In the speech, Slotkin said Congress needs to abandon the talking point of “comprehensive” immigration reform, blaming both parties for rejecting immigration deals for 20 years because they preferred to use the issue for political ammo or the bill wasn’t “perfect.” Incremental reforms are OK, including boosting the caps for every visa category, she said.
“Both parties have been a mess on this issue,” Slotkin said. “I will work with any adults I can find who are actually interested in making some kind of progress on immigration.”
She defended unions but challenged her party to quit “vilifying” corporate CEOs and others who employ a lot of people because it makes too many voters think the party is anti-business.

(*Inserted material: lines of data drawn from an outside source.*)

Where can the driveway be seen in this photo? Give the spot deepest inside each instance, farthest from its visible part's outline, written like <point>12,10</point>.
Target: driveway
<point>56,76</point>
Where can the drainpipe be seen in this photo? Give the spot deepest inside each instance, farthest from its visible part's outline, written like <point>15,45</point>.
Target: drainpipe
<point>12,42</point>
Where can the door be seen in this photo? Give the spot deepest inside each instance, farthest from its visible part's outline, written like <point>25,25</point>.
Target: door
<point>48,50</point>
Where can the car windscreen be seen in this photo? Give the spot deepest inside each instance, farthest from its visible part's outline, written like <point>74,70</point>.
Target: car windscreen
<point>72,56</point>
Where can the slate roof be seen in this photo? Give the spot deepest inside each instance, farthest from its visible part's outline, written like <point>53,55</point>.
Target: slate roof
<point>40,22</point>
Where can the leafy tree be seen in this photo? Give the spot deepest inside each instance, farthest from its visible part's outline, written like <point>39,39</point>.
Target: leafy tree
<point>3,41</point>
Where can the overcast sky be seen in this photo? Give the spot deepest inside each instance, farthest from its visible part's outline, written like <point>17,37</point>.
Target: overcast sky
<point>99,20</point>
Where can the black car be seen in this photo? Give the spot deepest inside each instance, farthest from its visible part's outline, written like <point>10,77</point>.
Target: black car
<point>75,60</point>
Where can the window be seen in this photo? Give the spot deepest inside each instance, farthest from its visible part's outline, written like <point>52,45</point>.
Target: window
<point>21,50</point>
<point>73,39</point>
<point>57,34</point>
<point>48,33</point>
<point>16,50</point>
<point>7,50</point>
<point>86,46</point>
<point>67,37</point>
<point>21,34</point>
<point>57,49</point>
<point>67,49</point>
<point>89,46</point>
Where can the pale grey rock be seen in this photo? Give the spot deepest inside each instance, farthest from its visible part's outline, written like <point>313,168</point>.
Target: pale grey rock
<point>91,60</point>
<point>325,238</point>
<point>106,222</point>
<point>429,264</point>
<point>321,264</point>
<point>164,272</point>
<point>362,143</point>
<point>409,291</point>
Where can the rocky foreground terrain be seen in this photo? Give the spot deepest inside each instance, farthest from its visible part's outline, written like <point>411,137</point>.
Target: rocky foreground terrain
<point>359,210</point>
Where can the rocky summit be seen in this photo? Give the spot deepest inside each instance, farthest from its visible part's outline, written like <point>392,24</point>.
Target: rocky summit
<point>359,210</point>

“Yes, we want everyone in America, including the president of the United States, to play by the same set of rules. Yes, we need a fair tax code to ensure all Americans are paying their fair share,” she said. “No matter who you are or where you come from, Black, White, Latino, first-generation, we want you to make as much money as possible.”
But the government shouldn’t give tax breaks to big companies and then have to pay again to keep their employees from going hungry, Slotkin asserted. Those companies should lose eligibility for tax incentives, she said.
“That’s double-dipping — it makes the taxpayer pay twice for corporate greed. And it’s got to stop,” she said.